We all at times get bad marketing advice and are taken for a loop, wasting our time and money. Everyone’s buying it so it must work, we buy into the hype, jump on the bandwagon, and then the results aren’t quite what we expected.
Then we get flushed out and flustered, feel we’ve been duped, then we count our losses and then carry on. There are plenty of marketing and advertising ideas and advice which are floating about, promising to skyrocket your sales overnight, increase your ROI, realizing massive profit margins.
The truth being that the majority of these ideas are pure bunk, but we usually find out the hard way. What most needs is being more aware of the methods of effective advertising. We can and all have become seduced by slick sales pages which outlines outlandish claims, usually available for a limited time, and then we bite, hard.
We think that we’ve discovered the secret that no one else knows about, that we’re ahead of the curve, ahead of the crowd. The thing is that we’ve all heard similar claims before, but time and time, we still fall for it.
To Be Competitive You Need The Lowest Price
You need to ask yourself, do you always buy the most cheapest product that’s on the market, always shop at the store or online retailer which offers the lowest price, most usually don’t.
What most don’t realize is that for many, getting value and quality means a lot. There are a select few however, who’ll just buy the cheapest item, but most understand that cheapest isn’t always the best bang for the buck.
You can try this out yourself on your own product or service. Find a low-cost way of enhancing the perceived value of your product, and then raise the cost slightly. What usually happens is that your sales and profit margins will increase.

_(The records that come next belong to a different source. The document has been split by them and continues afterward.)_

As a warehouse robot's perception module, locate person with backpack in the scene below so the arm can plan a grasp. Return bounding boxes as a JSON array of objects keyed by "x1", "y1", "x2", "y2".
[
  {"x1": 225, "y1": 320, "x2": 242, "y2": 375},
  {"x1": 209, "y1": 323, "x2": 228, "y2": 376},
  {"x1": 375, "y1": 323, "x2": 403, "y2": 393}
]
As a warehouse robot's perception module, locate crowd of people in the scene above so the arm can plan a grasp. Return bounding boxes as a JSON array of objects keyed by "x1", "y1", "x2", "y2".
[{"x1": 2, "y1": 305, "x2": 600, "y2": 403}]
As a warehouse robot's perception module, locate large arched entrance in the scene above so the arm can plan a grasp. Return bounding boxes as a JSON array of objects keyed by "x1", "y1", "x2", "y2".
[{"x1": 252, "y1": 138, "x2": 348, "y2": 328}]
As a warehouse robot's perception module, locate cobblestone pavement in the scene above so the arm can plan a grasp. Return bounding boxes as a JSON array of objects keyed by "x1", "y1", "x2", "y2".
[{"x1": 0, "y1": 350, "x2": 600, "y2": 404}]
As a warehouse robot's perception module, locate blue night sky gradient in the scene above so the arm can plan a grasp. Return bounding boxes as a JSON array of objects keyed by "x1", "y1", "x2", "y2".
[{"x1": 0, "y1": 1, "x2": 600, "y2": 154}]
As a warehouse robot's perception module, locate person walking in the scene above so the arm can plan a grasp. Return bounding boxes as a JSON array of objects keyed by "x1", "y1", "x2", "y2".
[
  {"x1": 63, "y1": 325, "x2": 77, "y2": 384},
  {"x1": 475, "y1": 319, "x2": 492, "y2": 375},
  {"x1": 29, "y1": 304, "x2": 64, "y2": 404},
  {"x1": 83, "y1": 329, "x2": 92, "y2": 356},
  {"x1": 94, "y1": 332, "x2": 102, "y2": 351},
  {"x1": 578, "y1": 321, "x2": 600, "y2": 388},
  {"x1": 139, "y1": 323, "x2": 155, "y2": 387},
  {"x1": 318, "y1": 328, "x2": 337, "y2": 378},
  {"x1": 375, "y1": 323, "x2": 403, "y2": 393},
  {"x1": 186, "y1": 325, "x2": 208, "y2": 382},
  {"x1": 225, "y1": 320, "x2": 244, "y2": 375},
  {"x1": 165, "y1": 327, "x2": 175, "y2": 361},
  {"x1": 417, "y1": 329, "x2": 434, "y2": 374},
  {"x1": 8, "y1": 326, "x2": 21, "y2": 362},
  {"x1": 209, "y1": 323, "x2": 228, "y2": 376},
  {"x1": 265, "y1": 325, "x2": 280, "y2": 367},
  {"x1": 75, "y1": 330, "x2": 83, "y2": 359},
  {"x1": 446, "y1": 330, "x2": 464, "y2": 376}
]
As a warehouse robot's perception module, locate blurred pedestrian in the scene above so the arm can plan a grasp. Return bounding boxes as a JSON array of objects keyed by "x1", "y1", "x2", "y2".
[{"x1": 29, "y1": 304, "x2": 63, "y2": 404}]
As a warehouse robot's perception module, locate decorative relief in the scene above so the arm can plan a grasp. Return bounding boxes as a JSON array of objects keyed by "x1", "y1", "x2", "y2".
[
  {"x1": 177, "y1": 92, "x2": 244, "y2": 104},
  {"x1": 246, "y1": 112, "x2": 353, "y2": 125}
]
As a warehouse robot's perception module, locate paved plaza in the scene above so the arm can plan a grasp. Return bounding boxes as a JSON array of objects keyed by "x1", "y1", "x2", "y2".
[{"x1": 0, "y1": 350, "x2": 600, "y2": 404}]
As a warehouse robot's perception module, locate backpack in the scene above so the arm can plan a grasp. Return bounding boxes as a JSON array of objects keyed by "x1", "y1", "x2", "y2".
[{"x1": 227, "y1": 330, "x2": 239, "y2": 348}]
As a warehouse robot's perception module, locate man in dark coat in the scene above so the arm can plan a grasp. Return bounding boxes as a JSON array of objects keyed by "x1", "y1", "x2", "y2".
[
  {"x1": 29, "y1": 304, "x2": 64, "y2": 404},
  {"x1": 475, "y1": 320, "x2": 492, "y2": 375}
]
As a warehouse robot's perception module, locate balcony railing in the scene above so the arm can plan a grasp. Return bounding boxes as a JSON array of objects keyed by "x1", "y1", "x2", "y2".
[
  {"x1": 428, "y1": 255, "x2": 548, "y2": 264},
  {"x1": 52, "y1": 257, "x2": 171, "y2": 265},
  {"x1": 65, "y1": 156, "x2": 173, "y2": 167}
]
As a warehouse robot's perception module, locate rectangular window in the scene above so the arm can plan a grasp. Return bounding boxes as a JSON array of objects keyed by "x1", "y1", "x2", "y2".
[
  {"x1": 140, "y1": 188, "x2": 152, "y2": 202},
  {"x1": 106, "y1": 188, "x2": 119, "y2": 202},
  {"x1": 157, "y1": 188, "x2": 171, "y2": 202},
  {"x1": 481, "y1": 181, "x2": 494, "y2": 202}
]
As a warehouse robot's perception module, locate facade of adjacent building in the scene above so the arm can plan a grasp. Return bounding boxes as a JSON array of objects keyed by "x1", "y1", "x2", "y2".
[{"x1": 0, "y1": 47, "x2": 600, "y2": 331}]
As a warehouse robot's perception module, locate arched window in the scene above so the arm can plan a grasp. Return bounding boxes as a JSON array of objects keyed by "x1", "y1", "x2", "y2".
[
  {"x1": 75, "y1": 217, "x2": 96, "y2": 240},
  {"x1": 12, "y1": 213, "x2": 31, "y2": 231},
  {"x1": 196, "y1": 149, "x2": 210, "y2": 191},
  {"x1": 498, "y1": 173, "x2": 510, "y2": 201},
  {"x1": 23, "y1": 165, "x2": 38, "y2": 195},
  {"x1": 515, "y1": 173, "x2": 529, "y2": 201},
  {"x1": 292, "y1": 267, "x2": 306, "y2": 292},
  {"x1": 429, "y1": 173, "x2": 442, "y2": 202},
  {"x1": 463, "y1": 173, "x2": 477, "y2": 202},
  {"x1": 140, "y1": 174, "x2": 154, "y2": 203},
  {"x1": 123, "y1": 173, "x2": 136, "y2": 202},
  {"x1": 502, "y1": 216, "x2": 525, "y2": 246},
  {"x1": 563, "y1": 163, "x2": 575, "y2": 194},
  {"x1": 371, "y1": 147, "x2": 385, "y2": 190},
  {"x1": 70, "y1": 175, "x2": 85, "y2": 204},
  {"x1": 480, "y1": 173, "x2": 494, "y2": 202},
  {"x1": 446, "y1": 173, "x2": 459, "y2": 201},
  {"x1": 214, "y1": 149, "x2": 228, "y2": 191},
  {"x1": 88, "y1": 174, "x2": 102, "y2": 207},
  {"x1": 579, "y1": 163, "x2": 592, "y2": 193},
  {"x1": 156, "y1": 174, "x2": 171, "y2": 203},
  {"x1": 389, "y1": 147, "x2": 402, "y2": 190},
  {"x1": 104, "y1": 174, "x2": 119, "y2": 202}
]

Constantly Be Changing Your Ads To Be Relevant
You can’t always be tweaking, just test what works and then stick to it. The strict sole goal of advertising is to attract as many new customers as possible for the least ad expense.
Once you get a new customer to buy or opt-in, then the ad has effectively done its job. That customer then doesn’t need to see that ad again, so just allow the ad do its job for everyone else who hasn’t seen it yet.
This isn’t saying you shouldn’t ever change your ads, but just never abandon something that works. A rule of thumb is to spend 80% percent of your advertising budget on what works, and then use the remaining 20% percent to test ads.
Keep the tried and tested proven ads working for you, while you constantly test the waters for new ideas which might work even better.
The More Options The More Likely They’ll Buy
Some claim that variety is the spice of life, but realize that offering too many choices can usually lead to procrastination. What happens when someone procrastinates is they’ll never get back to what they were originally doing.
Once you get a customer that can’t decide, most often, you’ll lose the sale that you probably had. They came to your site, they liked your product, then what you offered them were too many options.
What you did was you halted and paused them from making up their mind to buy, then they clicked away or walked out so they could think about it, perhaps never to return.
So the key becomes to limit their options and decision to either a “yes” or a “no.” Force them to decide, yes I’ll buy or no I won’t. Don’t risk confusing them and potentially losing the sale.
Everybody Wants My Product So I Don’t Need To Advertise
Generating sales is hard work, there are no free lunches in online marketing or at your physical location. The chances are good that your potential customer needs to be convinced, that they need to buy your product over others.
You need to first profile the customer, then convince them that it’s your product or service that can solve their woes. Then closing the deal out becomes a delicate process. The process is the same for everyone, so don’t think you’re any different. What’s at risk are your profits.
You think that your product is so unique that it has no competition, so you don’t need to advertise. Build it and they will come. So after your initial announcement, you don’t bother to do any advertising whatsoever.
Sales slowly trickle in while you barely covered your expenses. So in a desperate attempt, you begin to splash ads all over the Internet. Then bingo, sales begin to pour in, most saying “I didn’t even know your product existed, but once I saw your ad, I decided to buy right away.”
Face it, the majority of people are lazy. Unless they desperately need something, most won’t bother to go out of their way to search for what they need, your offer.
They know they need something, and will eventually get around to it. What your ad does is it acts as a trigger, a reminder that they need to get something done, get solved. So never shortchange yourself by not advertising.
We’ve all ourselves had personal problems and issues that we wanted to solve for a while, usually without even noticing it, let alone doing anything about it. All we’ve needed is to see an enticing ad to motivate us to get our attention and take action.
There are a few misguided myths when it comes to marketing and advertising which most are fooled by. The key is to weed them out, this since advertising exists because it works.